The command source /cvmfs/cms.cern.ch/cmsset_default.sh sets several environment variables, in particular adding /cvmfs/cms.cern.ch/common to the ${PATH}. You can check this by running echo ${PATH}. Another effect of this command is that several aliases are defined, which means that executing the alias command effectively executes the original command.

Printing all set aliases

To print all aliases that are set, just run alias.

What are the actual commands behind cmsenv and cmsrel?

The most important aliases are in the table below:

Alias Command
cmsenv eval `scramv1 runtime -sh`
cmsrel scramv1 project CMSSW

The meaning of eval: The args are read and concatenated together into a single command. This command is then read and executed by the shell, and its exit status is returned as the value of eval. If there are no args, or only null arguments, eval returns 0.

Knowing that a command is an alias is important, since bash does not automatically expand aliases when running non-interactively, which is the case when running in GitLab.

In order to make aliases work in the GitLab runners, one needs to explicitely enable alias expansion:

shopt -s expand_aliases

Another common pitfall when setting up CMSSW in GitLab is that the execution fails because the setup script doesn’t follow best practives for shell scripts such as returning non-zero return values even if the setup is OK or using unset variables. Even if the script exits without visible error message, there could be something wrong.
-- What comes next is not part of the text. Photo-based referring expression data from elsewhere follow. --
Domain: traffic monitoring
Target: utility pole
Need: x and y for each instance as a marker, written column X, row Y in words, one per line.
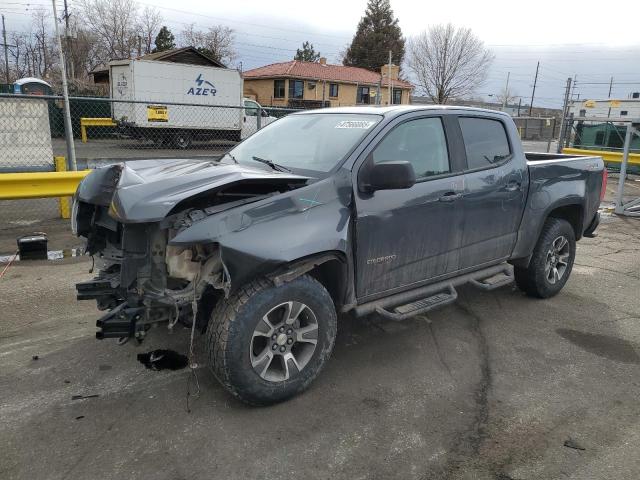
column 533, row 93
column 389, row 78
column 71, row 150
column 67, row 40
column 565, row 111
column 6, row 48
column 609, row 96
column 506, row 92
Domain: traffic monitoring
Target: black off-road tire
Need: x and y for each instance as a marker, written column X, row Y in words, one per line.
column 534, row 280
column 231, row 329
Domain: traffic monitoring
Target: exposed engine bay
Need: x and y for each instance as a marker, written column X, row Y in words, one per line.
column 142, row 280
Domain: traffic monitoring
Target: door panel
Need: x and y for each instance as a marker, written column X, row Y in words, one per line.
column 408, row 236
column 492, row 212
column 494, row 195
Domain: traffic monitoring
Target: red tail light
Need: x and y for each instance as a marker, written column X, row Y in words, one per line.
column 603, row 190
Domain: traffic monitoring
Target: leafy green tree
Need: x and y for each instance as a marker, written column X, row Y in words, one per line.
column 307, row 54
column 164, row 40
column 378, row 32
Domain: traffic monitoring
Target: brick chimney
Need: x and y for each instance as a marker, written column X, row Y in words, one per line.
column 395, row 71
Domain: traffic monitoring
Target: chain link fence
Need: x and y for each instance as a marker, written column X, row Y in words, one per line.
column 106, row 131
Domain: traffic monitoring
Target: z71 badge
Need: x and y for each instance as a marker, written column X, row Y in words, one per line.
column 385, row 259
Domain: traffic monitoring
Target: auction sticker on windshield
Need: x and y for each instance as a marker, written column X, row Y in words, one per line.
column 355, row 124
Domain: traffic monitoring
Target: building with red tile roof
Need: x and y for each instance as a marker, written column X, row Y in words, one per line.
column 316, row 84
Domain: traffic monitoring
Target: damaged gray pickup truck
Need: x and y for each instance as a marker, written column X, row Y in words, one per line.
column 358, row 210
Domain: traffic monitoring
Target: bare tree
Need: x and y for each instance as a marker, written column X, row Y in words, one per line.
column 113, row 26
column 149, row 22
column 448, row 62
column 506, row 96
column 217, row 42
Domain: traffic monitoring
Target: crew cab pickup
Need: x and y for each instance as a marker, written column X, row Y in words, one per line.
column 359, row 210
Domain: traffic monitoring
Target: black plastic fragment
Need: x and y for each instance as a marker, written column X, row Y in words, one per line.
column 571, row 443
column 163, row 359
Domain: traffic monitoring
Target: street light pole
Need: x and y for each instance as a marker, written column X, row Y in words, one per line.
column 506, row 92
column 71, row 151
column 6, row 47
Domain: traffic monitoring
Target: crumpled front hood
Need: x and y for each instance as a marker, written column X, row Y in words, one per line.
column 147, row 190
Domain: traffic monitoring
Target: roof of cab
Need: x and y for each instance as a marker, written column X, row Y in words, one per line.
column 394, row 110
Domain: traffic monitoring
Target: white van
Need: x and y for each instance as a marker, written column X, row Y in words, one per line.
column 174, row 103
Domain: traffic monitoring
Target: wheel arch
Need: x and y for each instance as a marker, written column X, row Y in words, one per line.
column 330, row 268
column 571, row 211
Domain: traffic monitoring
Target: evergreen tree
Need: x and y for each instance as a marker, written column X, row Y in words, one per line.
column 307, row 54
column 378, row 32
column 164, row 40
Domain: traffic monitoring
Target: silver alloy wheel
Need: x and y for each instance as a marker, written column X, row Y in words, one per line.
column 557, row 260
column 284, row 340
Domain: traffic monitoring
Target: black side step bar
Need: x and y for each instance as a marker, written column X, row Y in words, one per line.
column 507, row 278
column 420, row 306
column 429, row 297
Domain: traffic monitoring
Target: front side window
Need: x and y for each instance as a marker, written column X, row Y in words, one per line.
column 250, row 108
column 421, row 142
column 314, row 142
column 397, row 96
column 296, row 89
column 485, row 141
column 363, row 95
column 278, row 88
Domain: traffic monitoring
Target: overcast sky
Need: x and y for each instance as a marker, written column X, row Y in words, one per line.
column 568, row 38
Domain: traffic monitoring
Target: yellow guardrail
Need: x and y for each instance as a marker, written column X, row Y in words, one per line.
column 94, row 122
column 60, row 183
column 610, row 157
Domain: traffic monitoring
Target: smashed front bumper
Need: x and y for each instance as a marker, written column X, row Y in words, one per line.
column 140, row 281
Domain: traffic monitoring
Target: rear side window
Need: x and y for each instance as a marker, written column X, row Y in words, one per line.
column 485, row 142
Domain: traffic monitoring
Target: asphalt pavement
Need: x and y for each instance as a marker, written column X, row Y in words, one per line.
column 496, row 386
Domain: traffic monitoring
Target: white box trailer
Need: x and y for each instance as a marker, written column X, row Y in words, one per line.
column 159, row 85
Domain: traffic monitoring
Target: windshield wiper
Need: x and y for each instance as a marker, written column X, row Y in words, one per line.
column 273, row 165
column 230, row 156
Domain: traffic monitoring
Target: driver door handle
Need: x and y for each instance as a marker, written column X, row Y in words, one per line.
column 512, row 186
column 450, row 197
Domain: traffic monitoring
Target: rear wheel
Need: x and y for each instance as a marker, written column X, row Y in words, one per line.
column 551, row 262
column 267, row 343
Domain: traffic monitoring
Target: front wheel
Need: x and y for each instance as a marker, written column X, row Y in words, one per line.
column 551, row 262
column 266, row 343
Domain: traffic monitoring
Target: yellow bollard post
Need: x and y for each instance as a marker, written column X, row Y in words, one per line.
column 65, row 208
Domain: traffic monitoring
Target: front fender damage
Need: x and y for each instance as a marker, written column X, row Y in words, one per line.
column 268, row 236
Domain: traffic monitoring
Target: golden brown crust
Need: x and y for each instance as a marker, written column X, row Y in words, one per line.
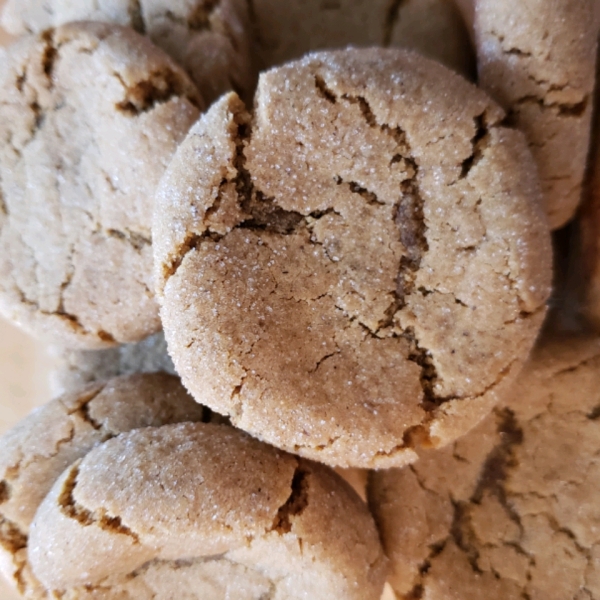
column 211, row 40
column 537, row 59
column 361, row 265
column 35, row 452
column 508, row 511
column 289, row 30
column 208, row 496
column 90, row 114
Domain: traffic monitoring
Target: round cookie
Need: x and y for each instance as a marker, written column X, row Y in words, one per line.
column 211, row 40
column 536, row 58
column 90, row 115
column 288, row 30
column 200, row 511
column 360, row 266
column 510, row 510
column 75, row 368
column 585, row 248
column 35, row 452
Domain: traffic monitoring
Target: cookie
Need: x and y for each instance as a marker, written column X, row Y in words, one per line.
column 35, row 452
column 288, row 30
column 537, row 59
column 74, row 368
column 357, row 268
column 90, row 115
column 201, row 510
column 509, row 511
column 212, row 40
column 586, row 246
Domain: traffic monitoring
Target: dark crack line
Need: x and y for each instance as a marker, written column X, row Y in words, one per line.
column 136, row 17
column 70, row 508
column 479, row 142
column 160, row 86
column 563, row 109
column 296, row 502
column 392, row 16
column 369, row 196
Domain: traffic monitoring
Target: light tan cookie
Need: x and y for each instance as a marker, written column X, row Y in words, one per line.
column 75, row 368
column 35, row 452
column 586, row 261
column 536, row 58
column 288, row 30
column 204, row 511
column 359, row 266
column 510, row 511
column 211, row 39
column 90, row 115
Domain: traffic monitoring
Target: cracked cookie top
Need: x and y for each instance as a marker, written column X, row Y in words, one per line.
column 201, row 510
column 536, row 58
column 211, row 39
column 75, row 368
column 288, row 30
column 90, row 115
column 510, row 510
column 35, row 452
column 359, row 266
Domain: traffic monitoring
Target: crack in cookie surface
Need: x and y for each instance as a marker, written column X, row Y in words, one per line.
column 92, row 205
column 329, row 234
column 506, row 516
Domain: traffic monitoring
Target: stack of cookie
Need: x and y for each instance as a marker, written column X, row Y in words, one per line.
column 346, row 260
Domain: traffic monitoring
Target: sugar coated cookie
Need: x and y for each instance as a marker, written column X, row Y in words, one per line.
column 211, row 39
column 90, row 115
column 536, row 58
column 360, row 265
column 35, row 452
column 510, row 510
column 203, row 511
column 288, row 30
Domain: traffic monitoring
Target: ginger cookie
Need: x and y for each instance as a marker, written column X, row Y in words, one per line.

It is therefore often a good idea to circumvent issues like that by disabling strict checks before running the setup command and enabling these checks afterwards again.

Exercise: Set up CMSSW in GitLab

Knowing all this, can you write the yaml to set up CMSSW in GitLab starting from the fragment above and check if this is all working by executing cmsRun --help at the end?

Solution: Set up CMSSW in GitLab

Here is a possible solution:

cmssw_setup:
  tags:
    - cvmfs
  variables:
    # This is also set on LXPLUS
    CMS_PATH: /cvmfs/cms.cern.ch
  script:
    # IMPORTANT: Expand aliases in noninteractive bash mode
    # Otherwise cmsrel and cmsenv won't work
    - shopt -s expand_aliases
    # access CVMFS
    - set +u && source ${CMS_PATH}/cmsset_default.sh; set -u
    - cmsrel CMSSW_10_6_8_patch1
    - cd CMSSW_10_6_8_patch1/src
    - cmsenv
    - cmsRun --help

The set +u command turns off errors for referencing unset variables. It isn’t really needed here, since -u (i.e. not allowing to use unset variables) isn’t set by default, but the script would fail if one used set -u somewhere else, so it’s safer to catch this here.

The reason why in the example above the variable ${CMS_PATH} is used and not simply /cvmfs/cms.cern.ch directly is just to mimick the default environment you would get on LXPLUS. You can check if this is the case for you as well by running env | grep CMS_PATH after logging on to LXPLUS.

You can see some examples in the payload GitLab repository for this lesson.

Key Points

  • GitLab CVMFS runners are required to use CMSSW.

  • The setup script sets aliases, which are not expanded by default.

  • If the setup script tries to access unset variables, then that can cause the CI to fail when using strict shell scripting checks.